To be — for a little while each day — a transcendentalist, an eco-feminist, participating, at least spiritually, in the reweaving the world.
To be a Jewish person in nature, which defies some old stereotypes and self-concepts among those of us who are just one or two generations away from cobbled ghettos and crowded tenements. From great grandfathers who spent hours davening in cramped schuls — little houses of worship — or huddled over their Hebrew bibles and their Talmuds, engrossed in scripture from morning til night.
This next week begins the Days of Awe in the Jewish source of our living faith tradition, a time of introspection, of soul-searching, or seeking and accepting forgiveness for transgressions, of casting away “sins” — those wounds — of the past year. And beginning again in love.

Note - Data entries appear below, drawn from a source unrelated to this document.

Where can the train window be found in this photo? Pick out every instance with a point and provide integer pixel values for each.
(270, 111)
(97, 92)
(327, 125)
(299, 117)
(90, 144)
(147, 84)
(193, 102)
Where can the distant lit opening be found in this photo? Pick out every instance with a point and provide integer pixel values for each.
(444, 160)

For those among us who either grew up within Judaism and have moved away entirely, or like most of us, still retain and observe some of the usual practices and holy days, the High Holy Days may be filled with memories of being (confined) within a synagogue, indoors, for many hours during Rosh Hashanah — the birthday of the world — and Yom Kippur — the Day of Repentance, broken at the end of the long day of traditional of prayer and Torah portions by apples and honey, wine and bread.
Rabbi Mike Comins, founder of Torah Trek, promoting the connection between Judaism and nature, tells a very different story about the celebration of the Jewish New Year, especially a day in September 1996 when he was camped snugly, as he writes, in his book Wild Faith, about “camping snugly against the cliffs of a canyon in the desert mountains above the Israeli city of Eliat.” Wrapped in the early morning cold in his tallit, his prayer shawl, he listens to the birds for inspiration, feeling fully exposed. Far from humans, he remembers, his heart sheds its burdens, his prayers of atonement and teshuvah — turning towards the good, turning his life around — flow.

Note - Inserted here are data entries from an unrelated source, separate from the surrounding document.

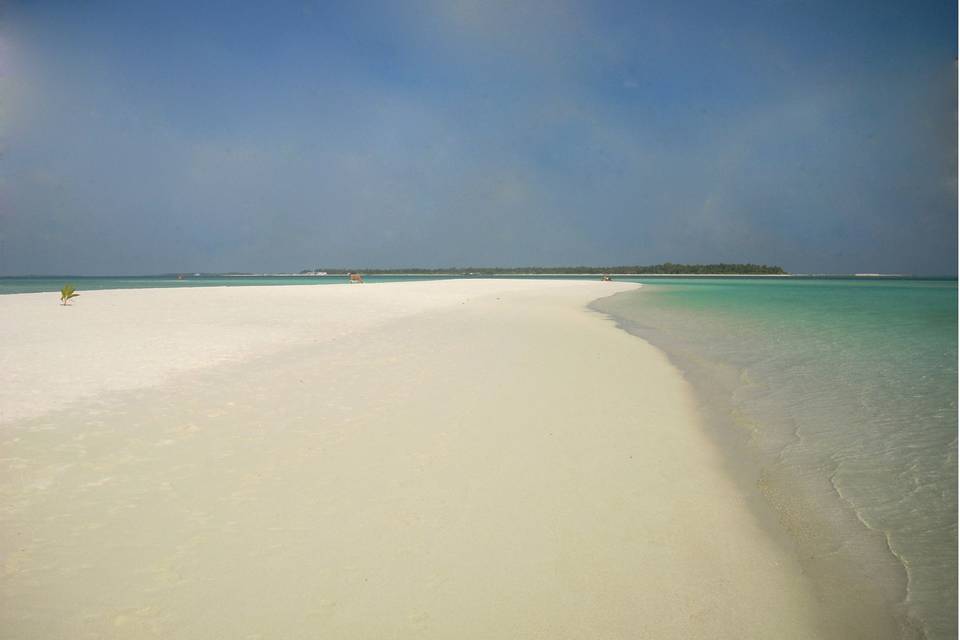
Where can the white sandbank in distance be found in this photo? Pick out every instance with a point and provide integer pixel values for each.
(450, 459)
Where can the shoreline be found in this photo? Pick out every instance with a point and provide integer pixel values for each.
(781, 501)
(517, 451)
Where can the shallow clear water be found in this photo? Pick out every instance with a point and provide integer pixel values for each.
(844, 394)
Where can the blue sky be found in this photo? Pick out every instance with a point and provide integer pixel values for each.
(820, 136)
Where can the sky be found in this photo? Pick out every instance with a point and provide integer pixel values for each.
(158, 137)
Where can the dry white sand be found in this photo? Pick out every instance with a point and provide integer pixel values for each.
(455, 459)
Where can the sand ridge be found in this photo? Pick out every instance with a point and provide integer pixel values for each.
(504, 464)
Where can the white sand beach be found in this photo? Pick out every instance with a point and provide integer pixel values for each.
(450, 459)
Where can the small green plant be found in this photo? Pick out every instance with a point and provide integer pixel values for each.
(67, 293)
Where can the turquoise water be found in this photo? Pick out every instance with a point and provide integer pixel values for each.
(839, 394)
(843, 394)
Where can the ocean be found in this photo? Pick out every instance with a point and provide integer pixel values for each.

It is a superb Rosh Hashanah, he writes. A lifetime hiker and camper, suffocated from books and buildings, he had returned to the source of his first spiritual feelings, to wilderness. Yet he feels torn, as a rabbi in training, between his need to be out of doors, to have a deep and direct experience of awe and wonder — and his conflicted and conflicting commitment to deep and direct study of holy books and conventional rituals.
The wilderness Jew or the Religious Jew? Either/or? Both/and?
He has to move past the notion that the God of Judaism is a God of history, not a God in nature, ignoring all of the roots of preset day Jewish worship in the earliest Pagan festival rituals that focused on blessing the land, both as a means of sustenance, a source of agriculture, and, as so-called adventure Rabbi Jamie Korngold tells us, awesomeness. The God we discover in rocky high places, in stark deserts, on the shores of ancient seas.
He has to overcome a stereotype that even secular Jews are wilderness rejects, as he writes, that Jewish things are done in a city and under a roof. The assumption that wisdom comes from books, and insights from a mind that need not be exposed to fresh air, to natural places, to other living things.
This split in consciousness, even sense that the outdoors has not much to offer theologically, is of course not restricted to Judaism and Jewish people. Our own Unitarian Universalist faith tradition has carried with it, at times, a bias toward pursuing and parsing scripture: whether classical or great literature, or reports on public radio. And indifference or even avoidance of what have become two of the sources of our faith: the direct experience of that transcending mystery and wonder which moves us to a renewal of the spirit and an openness to the forces which create and uphold life — and spiritual teachings of earth-centered traditions which instruct us to live with the rhythms of nature.
Dismissing those who would challenge an exclusively intellectual religious life. A literally interior life.
Wilderness teachings versus rationalism and biblical truths.
Starting with Henry David Thoreau and others in his circle of New England Transcendentalists, whose nature-seeking mysticism has waxed and waned as threads of our tradition.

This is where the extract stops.